まどか:れなです。今日は東京宝塚劇場が連日超満員で、大好評上演中の雪組『るろうに剣心』を楽しみました。2月に大劇場で観劇して以来、私にとっては2度目の『るろ剣』でしたが、舞台公演との親しみ方や年代などを問わずに、幅広い層の観客が笑顔で劇場を後に出来る見事な娯楽作品だと、改めて魅力を確認した印象です。
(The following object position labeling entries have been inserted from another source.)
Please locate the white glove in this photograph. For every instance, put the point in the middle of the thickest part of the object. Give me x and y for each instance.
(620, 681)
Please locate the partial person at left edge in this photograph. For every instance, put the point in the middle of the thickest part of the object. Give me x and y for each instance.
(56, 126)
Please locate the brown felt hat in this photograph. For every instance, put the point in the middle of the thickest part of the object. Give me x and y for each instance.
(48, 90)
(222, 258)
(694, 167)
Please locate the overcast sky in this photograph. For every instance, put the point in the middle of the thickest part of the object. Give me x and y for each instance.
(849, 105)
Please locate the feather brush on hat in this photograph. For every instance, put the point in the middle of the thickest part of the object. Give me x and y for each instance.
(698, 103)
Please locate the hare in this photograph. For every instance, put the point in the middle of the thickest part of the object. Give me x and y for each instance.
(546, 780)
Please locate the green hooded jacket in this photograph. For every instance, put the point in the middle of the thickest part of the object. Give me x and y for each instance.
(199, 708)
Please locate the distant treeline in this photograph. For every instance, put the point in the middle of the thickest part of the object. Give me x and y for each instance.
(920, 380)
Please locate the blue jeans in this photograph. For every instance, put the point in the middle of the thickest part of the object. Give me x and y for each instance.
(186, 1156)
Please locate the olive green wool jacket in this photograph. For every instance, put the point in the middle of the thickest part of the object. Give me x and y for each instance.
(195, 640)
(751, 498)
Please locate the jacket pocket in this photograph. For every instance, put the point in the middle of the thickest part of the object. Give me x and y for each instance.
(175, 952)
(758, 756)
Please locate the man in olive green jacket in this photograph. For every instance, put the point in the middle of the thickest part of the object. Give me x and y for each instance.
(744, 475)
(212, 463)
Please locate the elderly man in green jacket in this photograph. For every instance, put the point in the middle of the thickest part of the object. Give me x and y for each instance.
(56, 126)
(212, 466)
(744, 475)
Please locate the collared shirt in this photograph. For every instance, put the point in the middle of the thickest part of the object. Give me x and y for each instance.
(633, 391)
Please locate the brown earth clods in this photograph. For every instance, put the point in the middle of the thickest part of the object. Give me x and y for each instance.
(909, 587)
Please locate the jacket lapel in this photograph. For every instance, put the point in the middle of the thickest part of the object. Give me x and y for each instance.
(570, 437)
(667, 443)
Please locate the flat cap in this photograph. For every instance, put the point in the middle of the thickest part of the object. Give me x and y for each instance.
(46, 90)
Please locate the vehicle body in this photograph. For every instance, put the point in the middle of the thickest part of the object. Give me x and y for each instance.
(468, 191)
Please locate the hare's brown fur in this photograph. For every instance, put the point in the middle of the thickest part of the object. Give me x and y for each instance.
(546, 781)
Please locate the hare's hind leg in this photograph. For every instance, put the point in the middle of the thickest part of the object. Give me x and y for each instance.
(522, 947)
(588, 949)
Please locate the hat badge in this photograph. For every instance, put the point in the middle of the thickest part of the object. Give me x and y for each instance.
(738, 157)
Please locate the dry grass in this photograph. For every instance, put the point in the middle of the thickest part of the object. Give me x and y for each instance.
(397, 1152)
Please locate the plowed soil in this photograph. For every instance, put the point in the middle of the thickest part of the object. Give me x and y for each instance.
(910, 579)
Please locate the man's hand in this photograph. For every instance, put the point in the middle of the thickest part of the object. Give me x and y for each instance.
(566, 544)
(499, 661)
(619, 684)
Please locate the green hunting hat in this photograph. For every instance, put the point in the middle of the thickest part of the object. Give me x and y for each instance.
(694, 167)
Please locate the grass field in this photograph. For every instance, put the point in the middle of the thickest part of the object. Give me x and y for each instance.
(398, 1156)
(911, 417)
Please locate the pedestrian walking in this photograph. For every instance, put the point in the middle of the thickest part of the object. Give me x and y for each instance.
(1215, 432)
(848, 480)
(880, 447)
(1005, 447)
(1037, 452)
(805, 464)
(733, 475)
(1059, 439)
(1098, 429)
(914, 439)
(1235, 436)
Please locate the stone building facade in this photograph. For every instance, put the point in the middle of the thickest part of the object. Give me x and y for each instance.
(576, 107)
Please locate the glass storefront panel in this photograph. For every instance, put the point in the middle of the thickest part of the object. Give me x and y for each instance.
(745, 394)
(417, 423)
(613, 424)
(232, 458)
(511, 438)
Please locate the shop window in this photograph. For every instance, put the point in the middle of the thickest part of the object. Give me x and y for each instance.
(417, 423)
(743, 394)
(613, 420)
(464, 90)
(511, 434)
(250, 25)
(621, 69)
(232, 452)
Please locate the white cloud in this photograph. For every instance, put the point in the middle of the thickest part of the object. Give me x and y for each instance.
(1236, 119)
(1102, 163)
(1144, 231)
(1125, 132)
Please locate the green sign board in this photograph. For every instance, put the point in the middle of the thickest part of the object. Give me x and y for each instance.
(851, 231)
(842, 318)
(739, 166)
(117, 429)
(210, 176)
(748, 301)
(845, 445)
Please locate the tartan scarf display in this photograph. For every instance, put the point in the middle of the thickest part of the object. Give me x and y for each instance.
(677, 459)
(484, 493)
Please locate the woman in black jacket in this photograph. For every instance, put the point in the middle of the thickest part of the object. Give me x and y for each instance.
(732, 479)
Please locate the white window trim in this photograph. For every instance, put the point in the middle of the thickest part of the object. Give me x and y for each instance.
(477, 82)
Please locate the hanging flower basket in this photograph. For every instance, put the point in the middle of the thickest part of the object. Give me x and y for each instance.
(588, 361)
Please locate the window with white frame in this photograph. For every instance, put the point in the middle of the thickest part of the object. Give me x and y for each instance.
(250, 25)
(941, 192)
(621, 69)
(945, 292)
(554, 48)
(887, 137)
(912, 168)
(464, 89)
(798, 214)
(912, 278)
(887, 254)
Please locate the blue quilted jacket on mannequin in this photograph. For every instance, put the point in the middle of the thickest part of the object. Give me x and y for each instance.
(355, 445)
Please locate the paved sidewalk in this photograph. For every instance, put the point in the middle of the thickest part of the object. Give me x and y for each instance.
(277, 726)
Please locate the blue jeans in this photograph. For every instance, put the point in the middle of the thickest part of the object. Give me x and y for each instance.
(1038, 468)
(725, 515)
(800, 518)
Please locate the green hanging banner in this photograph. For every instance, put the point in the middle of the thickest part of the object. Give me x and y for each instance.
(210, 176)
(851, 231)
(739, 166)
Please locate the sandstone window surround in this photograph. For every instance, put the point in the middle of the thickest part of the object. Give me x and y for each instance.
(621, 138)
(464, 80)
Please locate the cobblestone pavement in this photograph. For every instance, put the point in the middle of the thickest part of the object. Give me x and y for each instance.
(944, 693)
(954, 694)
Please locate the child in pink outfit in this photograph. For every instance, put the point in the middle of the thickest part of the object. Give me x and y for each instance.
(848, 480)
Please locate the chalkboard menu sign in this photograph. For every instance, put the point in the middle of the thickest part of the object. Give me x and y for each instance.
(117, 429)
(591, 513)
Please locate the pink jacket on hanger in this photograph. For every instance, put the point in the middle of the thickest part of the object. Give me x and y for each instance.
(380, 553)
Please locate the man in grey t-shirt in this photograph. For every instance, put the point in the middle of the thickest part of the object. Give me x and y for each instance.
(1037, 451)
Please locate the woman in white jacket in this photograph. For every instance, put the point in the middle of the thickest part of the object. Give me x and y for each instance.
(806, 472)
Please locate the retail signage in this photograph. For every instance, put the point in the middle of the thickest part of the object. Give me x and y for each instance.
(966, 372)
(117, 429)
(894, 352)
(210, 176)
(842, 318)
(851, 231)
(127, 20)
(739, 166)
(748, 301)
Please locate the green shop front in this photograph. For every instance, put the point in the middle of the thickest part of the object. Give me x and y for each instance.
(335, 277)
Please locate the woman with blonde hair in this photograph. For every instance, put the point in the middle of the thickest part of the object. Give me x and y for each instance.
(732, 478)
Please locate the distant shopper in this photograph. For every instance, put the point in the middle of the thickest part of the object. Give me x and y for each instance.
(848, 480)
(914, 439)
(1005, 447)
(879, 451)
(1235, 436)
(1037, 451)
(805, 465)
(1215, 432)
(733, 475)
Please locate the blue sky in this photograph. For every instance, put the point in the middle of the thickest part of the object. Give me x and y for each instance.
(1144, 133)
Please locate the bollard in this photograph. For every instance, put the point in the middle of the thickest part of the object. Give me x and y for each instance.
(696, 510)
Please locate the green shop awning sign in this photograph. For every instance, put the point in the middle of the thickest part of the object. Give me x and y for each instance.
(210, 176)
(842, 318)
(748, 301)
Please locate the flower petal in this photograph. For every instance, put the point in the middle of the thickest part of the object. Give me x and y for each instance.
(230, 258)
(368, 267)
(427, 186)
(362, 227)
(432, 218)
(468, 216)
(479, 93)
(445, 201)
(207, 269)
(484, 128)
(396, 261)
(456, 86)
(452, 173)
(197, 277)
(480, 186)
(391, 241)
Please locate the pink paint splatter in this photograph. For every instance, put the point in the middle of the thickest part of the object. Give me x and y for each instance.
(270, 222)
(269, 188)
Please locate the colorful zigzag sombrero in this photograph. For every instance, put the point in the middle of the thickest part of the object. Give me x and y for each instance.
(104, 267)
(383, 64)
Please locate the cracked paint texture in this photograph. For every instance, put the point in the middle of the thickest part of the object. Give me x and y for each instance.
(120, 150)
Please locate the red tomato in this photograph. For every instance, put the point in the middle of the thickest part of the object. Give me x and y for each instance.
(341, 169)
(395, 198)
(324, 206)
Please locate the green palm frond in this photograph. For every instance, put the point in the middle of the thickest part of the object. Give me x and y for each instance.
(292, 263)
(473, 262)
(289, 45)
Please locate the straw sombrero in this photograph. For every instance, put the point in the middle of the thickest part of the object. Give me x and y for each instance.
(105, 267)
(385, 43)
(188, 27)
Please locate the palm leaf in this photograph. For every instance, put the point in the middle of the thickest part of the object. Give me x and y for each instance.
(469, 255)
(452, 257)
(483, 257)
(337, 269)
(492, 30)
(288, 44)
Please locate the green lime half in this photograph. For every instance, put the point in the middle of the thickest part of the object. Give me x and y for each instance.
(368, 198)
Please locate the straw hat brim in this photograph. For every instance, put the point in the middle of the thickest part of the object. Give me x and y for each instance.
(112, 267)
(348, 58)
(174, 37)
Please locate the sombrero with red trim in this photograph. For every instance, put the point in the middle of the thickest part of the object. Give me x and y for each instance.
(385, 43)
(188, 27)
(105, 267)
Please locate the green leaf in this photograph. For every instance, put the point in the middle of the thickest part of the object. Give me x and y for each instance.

東京宝塚劇場 雪組公演 浪漫活劇 『るろうに剣心』 
 2016年4月13日(水) 13時30分開演 
 原作:和月伸宏 脚本・演出:小池修一郎
 出演:早霧せいな(緋村剣心)、咲妃みゆ(神谷薫)、
    望海風斗(加納惣三郎)、彩風咲奈(斎藤一)、鳳翔大(相楽左之助)、
    大湖せしる(高荷恵)、彩凪翔(武田観柳)、月城かなと(四乃森蒼紫)、
    彩みちる(明神弥彦)、夏美よう、美城れん 《以上2名は専科から》 他


通常の紹介だと主要キャストには含まれていないものの、弥彦役の彩みちるさんは大活躍ですよね。バウ『銀二貫』では月城かなとさん演じる主人公の子供時代でしたし、新人公演では2作連続でヒロイン役を務めて、在団7年目に入った咲妃みゆさん、有沙瞳(同5年目)に続いて、4年目の彩さんが雪組娘役の中では主力級に進み出たと感じます。本公演では子役で目立つ位置に立ち、新人公演=ヒロインというのが、宝塚歌劇では若い娘役さんを推す際に王道のパターンで、今後どんな役柄を担って行くのか、彩(いろどり)さんの活躍に注目しましょう。

宝塚歌劇の上演作品に限定せず、2015年の最も優れた舞台公演に挙げる意見の出た名作『星逢一夜』まで残しながら、現在の主演コンビが誕生して以来、雪組の快進撃は勢いが陰りを見せません。不運があって苦しんだ音月さん舞羽さんの後に、リリーフ登板の壮さんと愛加さんが立派に立て直して、上昇ムードにも乗って登場した「ちぎみゆ」コンビではありましたが、お披露目『伯爵令嬢』~『るろうに剣心』まで、過去に匹敵する例を探すのが困難なほど、圧倒的な充実ぶりですね。大盛況の『るろ剣』さえ、今の雪組にはピークでないかも知れません。